1 Este texto foi originalmente escrito em 2001, durante o programa de doutoramento do autor, em Regência Coral, na Louisiana State University, nos Estados Unidos da América.

2 Vladimir Silva, tenor e regente, é doutor em Música (Regência) pela Louisiana State University (EUA). Já regeu vários grupos vocais/instrumentais, atuando como regente e solista na Argentina, França, Itália, Áustria, Alemanha e Estados Unidos. Tem colaborado com universidades e participado de festivais e eventos artísticos e culturais no Brasil, na Europa e na América do Norte.
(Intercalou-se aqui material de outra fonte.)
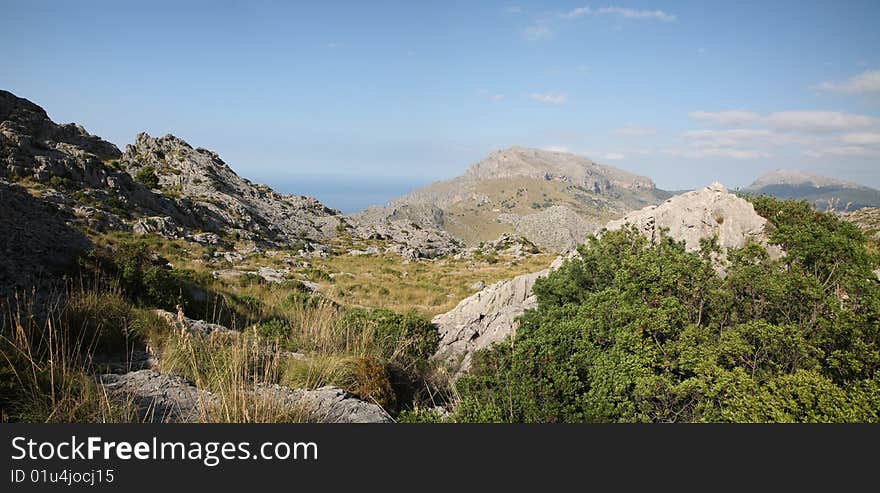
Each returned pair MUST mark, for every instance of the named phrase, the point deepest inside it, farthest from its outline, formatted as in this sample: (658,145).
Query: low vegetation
(634,331)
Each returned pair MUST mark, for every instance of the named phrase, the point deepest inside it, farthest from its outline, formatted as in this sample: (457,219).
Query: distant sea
(346,194)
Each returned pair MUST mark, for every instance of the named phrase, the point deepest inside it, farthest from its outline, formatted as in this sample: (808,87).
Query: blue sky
(355,102)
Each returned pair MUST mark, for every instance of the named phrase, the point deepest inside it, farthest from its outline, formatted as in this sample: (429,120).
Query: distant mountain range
(823,192)
(554,199)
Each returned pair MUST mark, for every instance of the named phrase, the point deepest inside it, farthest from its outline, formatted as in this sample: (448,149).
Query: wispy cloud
(816,134)
(490,95)
(628,13)
(549,23)
(844,152)
(537,31)
(555,149)
(634,131)
(819,121)
(863,83)
(731,118)
(803,121)
(549,98)
(862,138)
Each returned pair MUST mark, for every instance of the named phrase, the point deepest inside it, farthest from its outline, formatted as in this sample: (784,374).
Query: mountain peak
(797,178)
(526,162)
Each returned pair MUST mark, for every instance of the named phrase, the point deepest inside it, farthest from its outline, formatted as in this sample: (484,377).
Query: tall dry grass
(44,369)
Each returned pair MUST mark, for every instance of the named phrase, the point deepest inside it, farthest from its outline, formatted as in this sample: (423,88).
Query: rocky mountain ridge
(489,316)
(554,199)
(822,192)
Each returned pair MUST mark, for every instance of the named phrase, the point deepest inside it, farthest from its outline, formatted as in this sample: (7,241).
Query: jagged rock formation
(531,192)
(507,244)
(823,192)
(229,202)
(169,398)
(158,398)
(326,404)
(482,319)
(186,192)
(414,231)
(489,316)
(38,242)
(556,229)
(693,216)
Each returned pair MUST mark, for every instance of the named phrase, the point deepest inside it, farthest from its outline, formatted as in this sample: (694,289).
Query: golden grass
(44,377)
(428,286)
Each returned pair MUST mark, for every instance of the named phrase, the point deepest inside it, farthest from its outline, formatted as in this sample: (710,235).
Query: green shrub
(147,177)
(634,331)
(407,339)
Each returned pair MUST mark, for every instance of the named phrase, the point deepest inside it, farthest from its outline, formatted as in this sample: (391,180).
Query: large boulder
(701,214)
(489,316)
(484,318)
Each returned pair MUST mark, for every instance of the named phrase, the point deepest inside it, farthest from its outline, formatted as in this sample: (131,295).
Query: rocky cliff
(158,185)
(823,192)
(489,316)
(553,199)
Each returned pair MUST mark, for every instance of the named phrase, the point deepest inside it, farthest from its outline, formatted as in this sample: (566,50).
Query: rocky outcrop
(509,245)
(414,232)
(192,326)
(38,242)
(693,216)
(229,203)
(167,398)
(159,186)
(157,397)
(326,404)
(557,166)
(556,229)
(489,316)
(485,318)
(551,198)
Como professor convidado, lecionou nos Festivais de Música de Goiânia-GO (2007, 2016), Londrina-PR (2009 e 2010) e nos Paineis FUNARTE de Regência Coral (2008 a 2015). Seus artigos estão publicados nas revistas Educação e Compromisso, Choral Journal, Per Musi, Musica Hodie, ICTUS e Opus. Em maio deste ano, estreou a Missa de Alcaçus, de Danilo Guanais, no Carnegie Hall, e em julho apresentou conferência sobre a obra do compositor Reginaldo Carvalho no 11th World Symposium on Choral Music, em Barcelona. Atualmente, é professor da UFCG e Diretor Artístico do Festival Internacional de Música de Campina Grande.